PORTLAND, Ore. — At least two employees of the Clackamas County Sheriff's Office helped disseminate false information about anti-fascists starting wildfires in Oregon this month.
It's hard to tell how and where exactly those rumors started, but a fake Facebook post from the Medford Police Department in Southern Oregon appears to be one of the first sources of this disinformation, claiming someone with antifa affiliations was in jail for setting fires. That was proven to be false by Medford police in an official post on Wednesday, Sept. 9.
The next morning, the Douglas County Sheriff's Office also posted on Facebook, warning their 911 dispatchers were being overrun with information about a rumor that six members of antifa were arrested for starting wildfires. They pleaded with residents to stop spreading these rumors, and to stop clogging 911 call lines.
By Thursday afternoon, hundreds of people had contacted KGW, asking if there were any truths to antifa or other political groups starting fires. These rumors, like the others, were debunked.
Also that day, Clackamas County Sheriff's Capt. Jeff Smith briefed the county's commissioners on the wildfires and told them, "it's not confirmed antifa... but suspected antifa ... in Estacada, there's reports of people armed with chainsaws ... to fall telephone polls to start further fires."
Friday morning, the FBI's office in Portland released a statement they were aware of the rumors extremist groups were starting fires, and said those rumors were found to be not true.

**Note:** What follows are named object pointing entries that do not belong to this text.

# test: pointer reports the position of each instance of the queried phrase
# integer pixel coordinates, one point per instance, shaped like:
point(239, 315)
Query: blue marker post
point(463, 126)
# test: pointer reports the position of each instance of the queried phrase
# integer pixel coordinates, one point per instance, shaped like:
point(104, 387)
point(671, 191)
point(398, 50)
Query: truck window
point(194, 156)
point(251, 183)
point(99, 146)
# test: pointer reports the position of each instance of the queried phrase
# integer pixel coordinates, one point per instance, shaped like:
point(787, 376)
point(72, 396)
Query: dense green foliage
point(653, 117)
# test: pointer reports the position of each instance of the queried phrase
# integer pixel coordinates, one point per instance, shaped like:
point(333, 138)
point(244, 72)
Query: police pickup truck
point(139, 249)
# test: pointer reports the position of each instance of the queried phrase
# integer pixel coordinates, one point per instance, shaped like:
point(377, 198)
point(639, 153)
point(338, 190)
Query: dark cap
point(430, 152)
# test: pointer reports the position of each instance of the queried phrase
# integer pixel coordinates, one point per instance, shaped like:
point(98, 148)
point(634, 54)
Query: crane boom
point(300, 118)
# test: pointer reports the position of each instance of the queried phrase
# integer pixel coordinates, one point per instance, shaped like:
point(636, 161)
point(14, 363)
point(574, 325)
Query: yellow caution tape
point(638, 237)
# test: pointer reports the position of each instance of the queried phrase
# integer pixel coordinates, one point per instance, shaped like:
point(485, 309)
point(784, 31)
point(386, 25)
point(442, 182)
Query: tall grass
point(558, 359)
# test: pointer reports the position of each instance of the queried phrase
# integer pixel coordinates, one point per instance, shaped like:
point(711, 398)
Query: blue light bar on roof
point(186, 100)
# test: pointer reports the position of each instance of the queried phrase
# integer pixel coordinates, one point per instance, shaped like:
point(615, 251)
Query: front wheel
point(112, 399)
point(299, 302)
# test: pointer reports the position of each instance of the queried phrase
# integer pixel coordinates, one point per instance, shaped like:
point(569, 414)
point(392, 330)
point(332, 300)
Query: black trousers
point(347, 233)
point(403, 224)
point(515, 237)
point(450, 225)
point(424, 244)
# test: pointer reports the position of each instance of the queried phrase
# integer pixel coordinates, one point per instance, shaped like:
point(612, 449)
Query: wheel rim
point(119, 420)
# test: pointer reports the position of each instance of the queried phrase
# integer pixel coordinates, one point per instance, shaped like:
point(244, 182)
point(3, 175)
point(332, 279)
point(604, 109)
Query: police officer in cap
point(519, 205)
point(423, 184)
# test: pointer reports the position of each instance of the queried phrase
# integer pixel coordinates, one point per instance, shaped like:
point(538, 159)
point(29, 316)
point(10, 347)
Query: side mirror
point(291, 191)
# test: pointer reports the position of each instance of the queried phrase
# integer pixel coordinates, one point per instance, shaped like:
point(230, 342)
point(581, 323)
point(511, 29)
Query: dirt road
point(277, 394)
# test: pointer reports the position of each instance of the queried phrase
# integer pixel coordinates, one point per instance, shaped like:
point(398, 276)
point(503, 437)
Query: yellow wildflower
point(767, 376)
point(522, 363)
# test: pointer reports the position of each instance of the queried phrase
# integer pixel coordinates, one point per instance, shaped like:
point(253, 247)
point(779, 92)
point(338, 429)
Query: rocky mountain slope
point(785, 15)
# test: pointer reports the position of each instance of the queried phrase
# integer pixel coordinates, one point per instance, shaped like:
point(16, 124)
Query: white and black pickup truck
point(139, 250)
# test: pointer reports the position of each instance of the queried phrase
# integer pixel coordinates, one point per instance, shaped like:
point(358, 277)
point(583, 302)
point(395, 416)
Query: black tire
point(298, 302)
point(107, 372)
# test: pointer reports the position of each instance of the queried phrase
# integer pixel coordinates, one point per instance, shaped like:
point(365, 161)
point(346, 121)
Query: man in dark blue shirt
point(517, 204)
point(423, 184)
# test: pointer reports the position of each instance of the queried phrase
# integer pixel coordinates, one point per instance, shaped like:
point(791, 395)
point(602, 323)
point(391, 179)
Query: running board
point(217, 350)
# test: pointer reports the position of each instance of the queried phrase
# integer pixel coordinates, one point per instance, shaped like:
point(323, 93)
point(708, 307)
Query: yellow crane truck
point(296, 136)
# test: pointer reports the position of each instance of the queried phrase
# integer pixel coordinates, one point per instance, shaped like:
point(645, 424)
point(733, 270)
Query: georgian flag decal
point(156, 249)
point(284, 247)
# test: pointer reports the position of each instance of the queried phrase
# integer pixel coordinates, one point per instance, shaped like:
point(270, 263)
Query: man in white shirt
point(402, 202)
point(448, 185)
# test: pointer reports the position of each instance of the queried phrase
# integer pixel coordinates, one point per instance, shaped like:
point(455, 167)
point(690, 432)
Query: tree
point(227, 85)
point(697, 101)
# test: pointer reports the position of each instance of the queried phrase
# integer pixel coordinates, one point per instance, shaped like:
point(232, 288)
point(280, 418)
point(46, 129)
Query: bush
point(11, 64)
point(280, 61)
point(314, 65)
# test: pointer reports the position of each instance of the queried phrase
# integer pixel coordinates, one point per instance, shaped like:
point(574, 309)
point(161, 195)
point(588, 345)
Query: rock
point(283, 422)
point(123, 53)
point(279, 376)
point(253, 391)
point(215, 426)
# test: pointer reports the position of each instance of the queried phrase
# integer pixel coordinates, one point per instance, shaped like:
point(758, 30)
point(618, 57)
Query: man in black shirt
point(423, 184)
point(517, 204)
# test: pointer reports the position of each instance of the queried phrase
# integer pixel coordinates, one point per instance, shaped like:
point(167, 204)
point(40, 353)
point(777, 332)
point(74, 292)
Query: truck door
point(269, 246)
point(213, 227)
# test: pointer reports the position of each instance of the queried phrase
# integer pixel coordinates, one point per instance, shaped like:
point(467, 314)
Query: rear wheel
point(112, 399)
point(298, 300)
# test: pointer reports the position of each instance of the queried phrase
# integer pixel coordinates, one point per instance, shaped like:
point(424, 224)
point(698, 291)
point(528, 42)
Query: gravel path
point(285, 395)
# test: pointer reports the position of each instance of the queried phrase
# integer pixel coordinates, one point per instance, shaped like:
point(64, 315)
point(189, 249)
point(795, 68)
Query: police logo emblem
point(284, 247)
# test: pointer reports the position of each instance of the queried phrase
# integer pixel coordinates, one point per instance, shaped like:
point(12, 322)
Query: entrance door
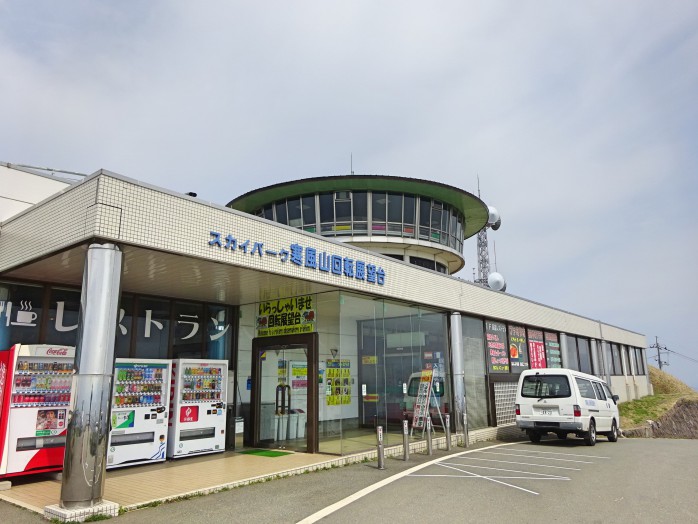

That same day, a Clackamas County Sheriff's deputy who knew he was being recorded, told a citizen, "This is important because antifa mother [expletive] are out causing hell. There's a lot of lives at stake and a lot of property at stake because these guys have some vendetta."
That deputy was placed on leave. The Clackamas County Sheriff's Office hasn't responded to KGW's emails by Monday evening, inquiring whether any actions were taken against Capt. Smith.
However, Clackamas County Sheriff Craig Roberts discussed those comments head-on in a news conference Monday.
Sheriff Roberts -- along with Multnomah County Sheriff Mike Reese -- has warned armed citizens are setting up illegal roadblocks or checkpoints near evacuation zones.
Politicians, including the Republic candidate for Oregon Attorney General, Michael Cross posted on Facebook that the fires were arson and he heard 14 people were involved in starting the fires. Another Facebook post tells people to arm themselves.
Cross told KGW he has no evidence that Antifa or any other group started the fires but he finds the timing of the fires "odd". He has no plans to remove the posts.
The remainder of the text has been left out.